Pettyjohn’s complex paintings are evocative and melancholic, shifting between longing for the past and the intensity of the present. He is best known for portraiture. She explores the location of her family history, the interaction and interstice between Americans and Filipino in deeply personal paintings. Her vision of the United States and her family informed these large-scale paintings, which were based mostly on her experience living in Dallas-Fort Worth, Texas. We are confronted formally with shapes and objects that appear disassociated from their original meaning in Pettyjohn’s most recent series of paintings from her show The Glass Between Us, presenting a system of ambiguity and uncertainty.
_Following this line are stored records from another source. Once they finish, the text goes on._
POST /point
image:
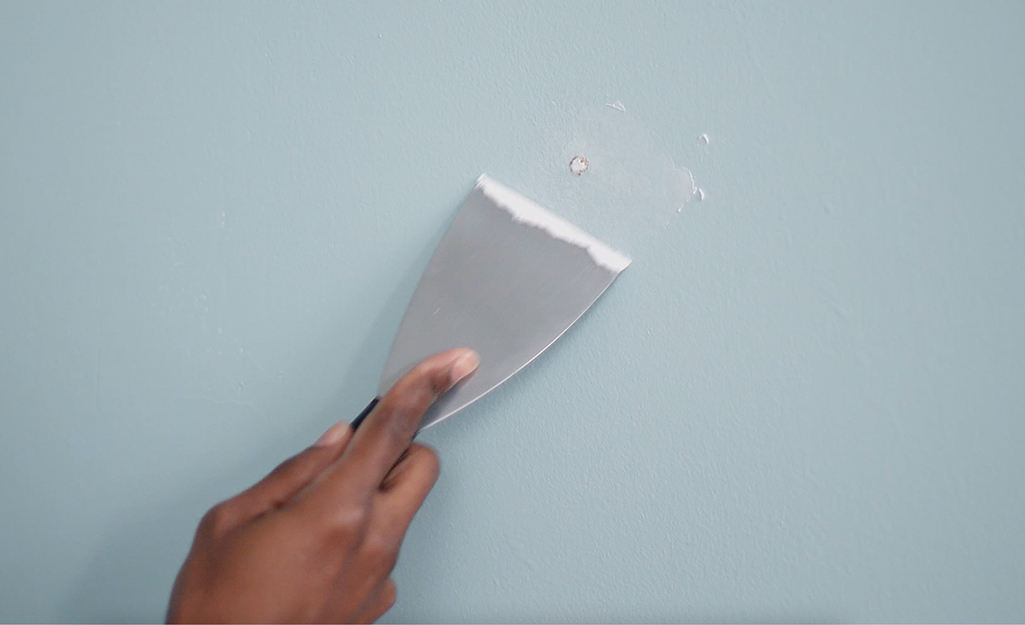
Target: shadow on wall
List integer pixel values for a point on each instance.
(129, 578)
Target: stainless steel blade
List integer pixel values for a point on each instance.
(507, 279)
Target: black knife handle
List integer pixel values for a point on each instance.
(363, 415)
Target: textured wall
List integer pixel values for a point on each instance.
(805, 400)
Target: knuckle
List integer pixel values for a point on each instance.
(396, 427)
(349, 521)
(381, 551)
(391, 594)
(217, 519)
(425, 460)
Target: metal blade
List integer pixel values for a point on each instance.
(507, 279)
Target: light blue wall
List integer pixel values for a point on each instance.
(806, 399)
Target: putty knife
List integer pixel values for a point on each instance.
(507, 279)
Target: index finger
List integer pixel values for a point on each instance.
(388, 429)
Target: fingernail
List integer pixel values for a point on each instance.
(333, 434)
(464, 366)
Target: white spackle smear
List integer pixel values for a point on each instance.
(526, 211)
(632, 186)
(578, 165)
(689, 186)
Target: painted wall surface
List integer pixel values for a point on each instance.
(805, 400)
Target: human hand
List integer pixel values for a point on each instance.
(317, 539)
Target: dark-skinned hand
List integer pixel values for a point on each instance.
(317, 539)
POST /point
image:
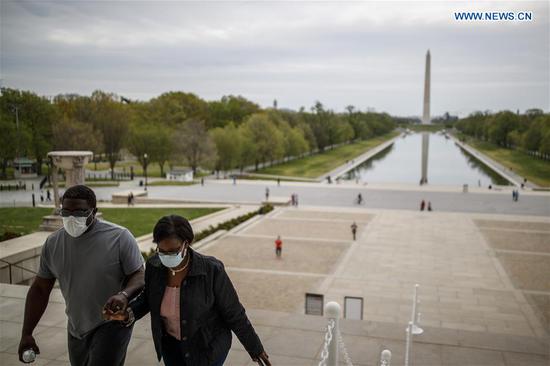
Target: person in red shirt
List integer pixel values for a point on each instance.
(278, 246)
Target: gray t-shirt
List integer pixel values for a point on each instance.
(90, 269)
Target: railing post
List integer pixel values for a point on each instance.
(332, 311)
(416, 330)
(385, 358)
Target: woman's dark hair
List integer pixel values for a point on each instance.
(173, 227)
(81, 192)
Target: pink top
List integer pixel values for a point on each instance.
(170, 311)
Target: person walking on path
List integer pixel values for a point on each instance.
(99, 268)
(278, 246)
(354, 230)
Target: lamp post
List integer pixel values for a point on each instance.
(145, 168)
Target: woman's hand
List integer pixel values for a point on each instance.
(262, 359)
(120, 315)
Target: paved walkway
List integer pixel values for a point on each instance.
(474, 309)
(443, 198)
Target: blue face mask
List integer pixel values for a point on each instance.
(173, 260)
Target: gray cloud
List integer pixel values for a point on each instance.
(369, 54)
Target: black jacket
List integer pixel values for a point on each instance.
(209, 310)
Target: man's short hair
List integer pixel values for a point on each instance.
(81, 192)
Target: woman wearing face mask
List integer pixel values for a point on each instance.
(193, 304)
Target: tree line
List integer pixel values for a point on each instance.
(174, 128)
(529, 132)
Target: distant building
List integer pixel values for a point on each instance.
(24, 168)
(180, 175)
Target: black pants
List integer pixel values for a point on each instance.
(104, 346)
(172, 354)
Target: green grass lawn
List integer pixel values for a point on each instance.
(153, 169)
(535, 170)
(21, 220)
(318, 164)
(140, 221)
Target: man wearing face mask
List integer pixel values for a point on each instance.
(99, 268)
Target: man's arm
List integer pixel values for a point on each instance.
(135, 282)
(35, 305)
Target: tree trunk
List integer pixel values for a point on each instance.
(161, 164)
(39, 166)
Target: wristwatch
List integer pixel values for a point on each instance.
(131, 317)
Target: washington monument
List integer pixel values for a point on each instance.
(426, 120)
(426, 113)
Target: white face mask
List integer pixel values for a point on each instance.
(173, 260)
(75, 226)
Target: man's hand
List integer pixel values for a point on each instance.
(27, 342)
(262, 359)
(116, 303)
(121, 316)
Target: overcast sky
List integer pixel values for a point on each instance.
(364, 53)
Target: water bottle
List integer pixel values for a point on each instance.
(29, 356)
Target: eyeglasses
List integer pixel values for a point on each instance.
(76, 213)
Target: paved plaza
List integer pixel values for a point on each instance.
(484, 287)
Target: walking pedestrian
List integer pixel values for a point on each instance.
(354, 230)
(99, 268)
(278, 246)
(193, 305)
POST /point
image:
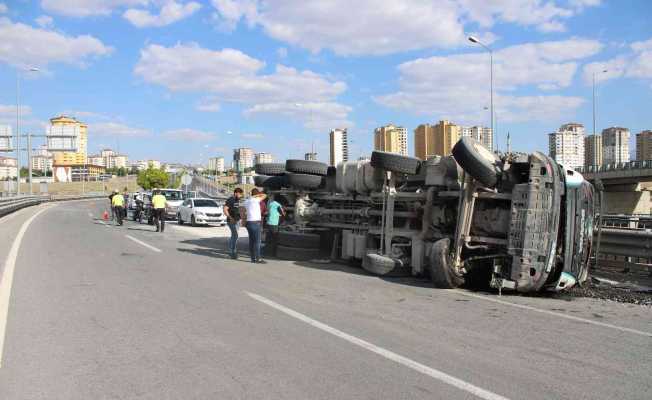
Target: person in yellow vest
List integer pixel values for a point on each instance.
(118, 203)
(159, 202)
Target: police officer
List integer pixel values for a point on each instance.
(118, 203)
(159, 203)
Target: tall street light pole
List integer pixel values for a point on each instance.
(602, 72)
(473, 39)
(18, 74)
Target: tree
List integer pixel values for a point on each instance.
(153, 178)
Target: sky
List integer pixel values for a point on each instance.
(181, 81)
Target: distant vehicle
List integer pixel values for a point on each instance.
(201, 211)
(174, 199)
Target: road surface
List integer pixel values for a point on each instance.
(103, 312)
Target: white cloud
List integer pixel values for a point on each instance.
(188, 134)
(456, 87)
(44, 21)
(232, 76)
(114, 129)
(24, 45)
(385, 26)
(169, 13)
(85, 8)
(635, 64)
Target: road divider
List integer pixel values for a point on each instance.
(7, 279)
(140, 242)
(424, 369)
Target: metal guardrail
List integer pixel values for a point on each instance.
(9, 205)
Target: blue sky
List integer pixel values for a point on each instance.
(180, 80)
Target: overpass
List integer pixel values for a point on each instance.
(627, 185)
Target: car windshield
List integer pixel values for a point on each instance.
(205, 203)
(172, 195)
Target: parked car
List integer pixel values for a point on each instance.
(201, 211)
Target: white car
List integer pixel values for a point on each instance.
(201, 211)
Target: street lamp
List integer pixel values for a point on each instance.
(18, 71)
(602, 72)
(475, 40)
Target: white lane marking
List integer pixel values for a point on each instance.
(8, 278)
(140, 242)
(556, 314)
(424, 369)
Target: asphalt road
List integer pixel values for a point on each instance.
(104, 312)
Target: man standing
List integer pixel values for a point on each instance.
(158, 207)
(274, 212)
(232, 212)
(254, 224)
(118, 203)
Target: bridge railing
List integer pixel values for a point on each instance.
(637, 164)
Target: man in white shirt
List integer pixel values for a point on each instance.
(255, 224)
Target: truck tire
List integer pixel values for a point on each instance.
(476, 160)
(304, 181)
(296, 254)
(378, 264)
(270, 169)
(306, 167)
(439, 267)
(299, 240)
(395, 162)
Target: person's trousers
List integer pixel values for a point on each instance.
(254, 231)
(271, 239)
(233, 241)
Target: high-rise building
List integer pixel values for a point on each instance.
(566, 146)
(644, 145)
(482, 134)
(216, 164)
(63, 125)
(243, 158)
(592, 150)
(339, 144)
(391, 138)
(263, 158)
(615, 145)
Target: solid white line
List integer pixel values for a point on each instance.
(556, 314)
(8, 279)
(149, 246)
(424, 369)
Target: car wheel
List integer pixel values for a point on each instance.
(440, 269)
(476, 160)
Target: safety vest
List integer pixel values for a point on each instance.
(158, 201)
(118, 200)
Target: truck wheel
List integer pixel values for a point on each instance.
(381, 265)
(439, 267)
(306, 167)
(296, 254)
(299, 240)
(395, 162)
(476, 160)
(270, 169)
(304, 181)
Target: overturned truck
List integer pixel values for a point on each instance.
(516, 221)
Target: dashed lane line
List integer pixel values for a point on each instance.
(8, 278)
(140, 242)
(424, 369)
(553, 313)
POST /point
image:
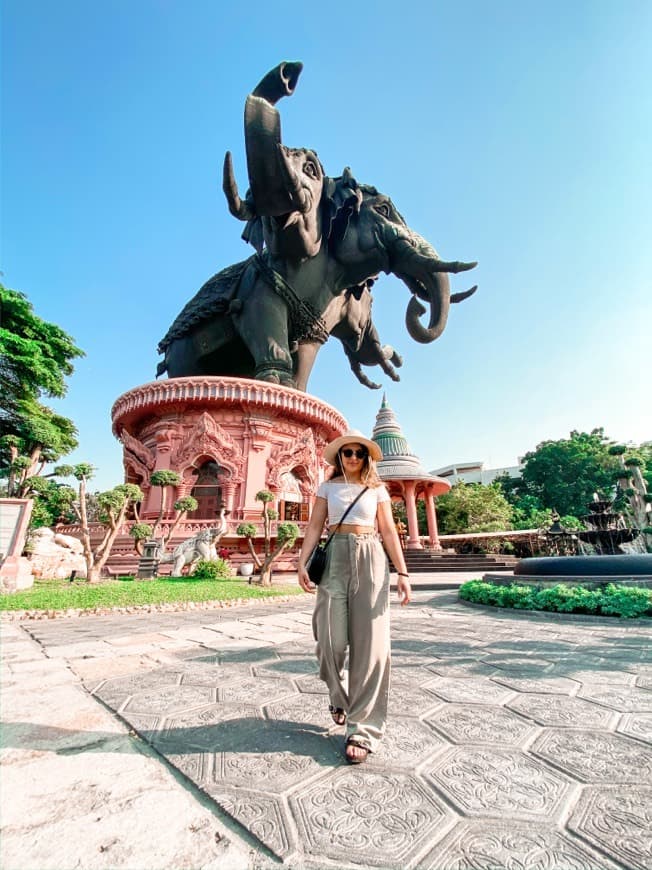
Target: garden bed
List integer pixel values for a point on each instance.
(609, 600)
(50, 598)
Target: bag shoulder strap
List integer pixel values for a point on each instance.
(344, 515)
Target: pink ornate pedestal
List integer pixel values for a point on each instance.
(240, 435)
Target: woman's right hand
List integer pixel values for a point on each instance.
(305, 582)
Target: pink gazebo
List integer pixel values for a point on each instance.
(405, 477)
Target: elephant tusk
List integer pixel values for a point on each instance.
(299, 197)
(455, 266)
(460, 297)
(242, 210)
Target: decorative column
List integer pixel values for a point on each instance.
(431, 516)
(414, 542)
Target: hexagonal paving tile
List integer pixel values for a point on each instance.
(618, 821)
(625, 699)
(602, 677)
(197, 766)
(485, 781)
(480, 724)
(249, 655)
(561, 710)
(288, 666)
(368, 818)
(496, 844)
(270, 757)
(262, 814)
(463, 670)
(311, 685)
(118, 689)
(170, 699)
(255, 690)
(302, 709)
(519, 664)
(203, 729)
(595, 756)
(638, 725)
(406, 745)
(542, 686)
(211, 674)
(411, 699)
(470, 691)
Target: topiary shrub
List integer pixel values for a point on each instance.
(215, 569)
(567, 599)
(626, 602)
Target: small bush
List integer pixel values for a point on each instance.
(623, 601)
(626, 601)
(217, 569)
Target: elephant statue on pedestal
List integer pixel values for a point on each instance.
(319, 243)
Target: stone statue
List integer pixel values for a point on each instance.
(200, 546)
(316, 238)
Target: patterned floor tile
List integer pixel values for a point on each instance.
(368, 818)
(480, 724)
(500, 845)
(617, 820)
(595, 756)
(499, 782)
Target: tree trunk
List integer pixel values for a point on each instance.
(95, 574)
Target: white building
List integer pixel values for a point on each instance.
(475, 472)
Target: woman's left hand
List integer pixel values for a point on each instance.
(404, 590)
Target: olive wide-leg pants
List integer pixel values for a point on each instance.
(352, 612)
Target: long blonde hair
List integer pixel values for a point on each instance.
(369, 474)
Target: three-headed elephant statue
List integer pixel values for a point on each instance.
(319, 242)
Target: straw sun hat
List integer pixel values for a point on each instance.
(352, 436)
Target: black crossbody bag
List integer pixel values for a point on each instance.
(317, 561)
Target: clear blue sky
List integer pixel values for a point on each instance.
(512, 132)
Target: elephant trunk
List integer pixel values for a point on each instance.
(268, 178)
(439, 298)
(417, 263)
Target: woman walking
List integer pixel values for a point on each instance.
(352, 609)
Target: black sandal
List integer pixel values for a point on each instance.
(355, 759)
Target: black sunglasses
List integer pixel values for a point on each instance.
(359, 454)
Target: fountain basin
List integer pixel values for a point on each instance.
(630, 570)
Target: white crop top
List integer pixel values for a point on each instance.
(339, 496)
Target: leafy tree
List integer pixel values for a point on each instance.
(563, 475)
(35, 358)
(473, 507)
(140, 532)
(166, 480)
(113, 506)
(286, 536)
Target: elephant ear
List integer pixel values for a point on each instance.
(253, 233)
(343, 199)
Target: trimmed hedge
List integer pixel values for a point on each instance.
(613, 600)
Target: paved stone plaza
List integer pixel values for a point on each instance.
(514, 741)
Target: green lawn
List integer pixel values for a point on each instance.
(126, 592)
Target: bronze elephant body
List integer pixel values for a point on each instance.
(320, 243)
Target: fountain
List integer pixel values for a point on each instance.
(600, 559)
(607, 530)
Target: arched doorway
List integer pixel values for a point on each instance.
(207, 491)
(291, 506)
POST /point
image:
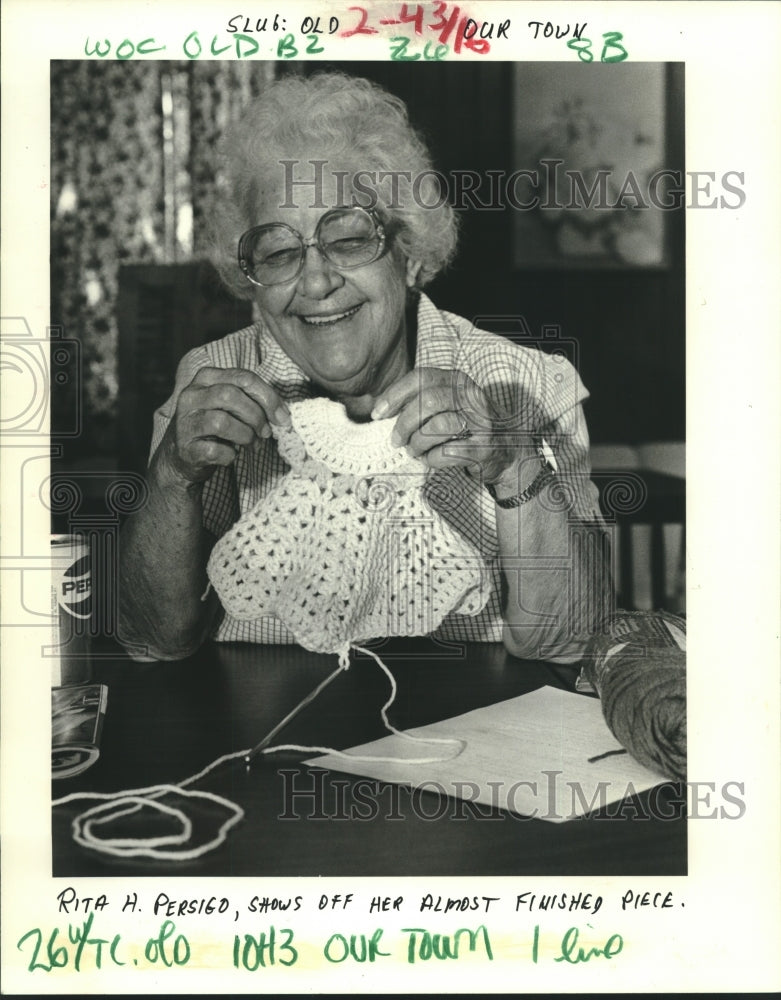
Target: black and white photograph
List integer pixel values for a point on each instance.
(370, 451)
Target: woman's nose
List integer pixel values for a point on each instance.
(318, 276)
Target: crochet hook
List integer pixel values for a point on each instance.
(291, 715)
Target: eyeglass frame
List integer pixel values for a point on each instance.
(313, 241)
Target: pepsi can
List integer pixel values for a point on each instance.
(71, 583)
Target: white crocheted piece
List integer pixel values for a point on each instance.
(345, 547)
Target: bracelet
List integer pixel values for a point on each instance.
(546, 473)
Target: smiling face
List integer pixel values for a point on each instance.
(344, 328)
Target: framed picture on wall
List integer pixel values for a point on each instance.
(593, 183)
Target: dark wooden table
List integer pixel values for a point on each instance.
(166, 721)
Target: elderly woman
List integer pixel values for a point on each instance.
(328, 224)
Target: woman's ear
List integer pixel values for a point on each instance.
(413, 270)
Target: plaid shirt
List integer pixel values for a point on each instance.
(542, 391)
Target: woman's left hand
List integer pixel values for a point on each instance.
(445, 419)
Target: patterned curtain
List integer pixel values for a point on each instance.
(132, 173)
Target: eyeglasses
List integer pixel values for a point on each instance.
(346, 237)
CHRISTINA “GOLDIE” POBLADOR

Poblador is a painter, glass sculpture, and installation artist who is fascinated by how natural and man-made processes affect our surroundings, effectively depicting the sublime, beautiful, and awful. Poblador is now on view as part of the Goethe Institut’s Riverscapes: Influx traveling show. She was invited to make works with many other Southeast Asian artists that looked at the cultural implications of environmental change in river-bordering communities. She graduated from the University of the Philippines, Diliman, with a Bachelor of Fine Arts in painting and will begin graduate studies at the Rhode Island School of Design in the United States this fall.

MARK SALVATUS

Salvatus is a multidisciplinary artist living in Manila. His art operates within the field of site-specificity, elaborating on the truth, actual, and imagined aspects of the terrain. His art seeks to reconfigure the binaries of urban existence, such as those between person and space, self and community, by doing so. He’s also the director of the 98B COLLABoratory, which aims to bring artists, architects, curators, writers, musicians, filmmakers, educators, researchers, performers, and students together with the general public. The current mission of the laboratory is to connect and invite local artists to revive locations that embody Metro Manila’s history and legacy.

SHIREEN SENO

Shireen Seno, a photographer, and filmmaker was born in Tokyo and reared in both Japan and the United States. Seno has worked for renowned Filipino filmmakers John Torres and Lav Diaz and holds a Bachelor’s degree in Architectural and Cinema Studies. Big Child, her 2012 feature film, is a coming-of-age narrative of a boy and his family in 1950s Mindoro after the Philippines were liberated by the Americans. Seno’s video, like most of her photographs, depicts a Filipino family struggling against the tides of history and colonialism.

COSTANTINO ZICARELLI

Zicarelli, a Filipino-Italian artist born in Kuwait, describes himself as a failed graffiti artist and musician. He says he strives to merge his failed attempts into more fascinating visual shapes, having earned a degree in advertising from the University of Santo Tomas’ College of Fine Arts and Design. Zicarelli’s most recent graphite drawings are stunning scenes that combine his reality with contemporary subcultures and deviant, macabre imagery in a medium of delicate complexity. Zicarelli’s art produces often-illogical associations that question, confront, and investigate. He is best known for monochrome works, whether drawing, painting, or installation.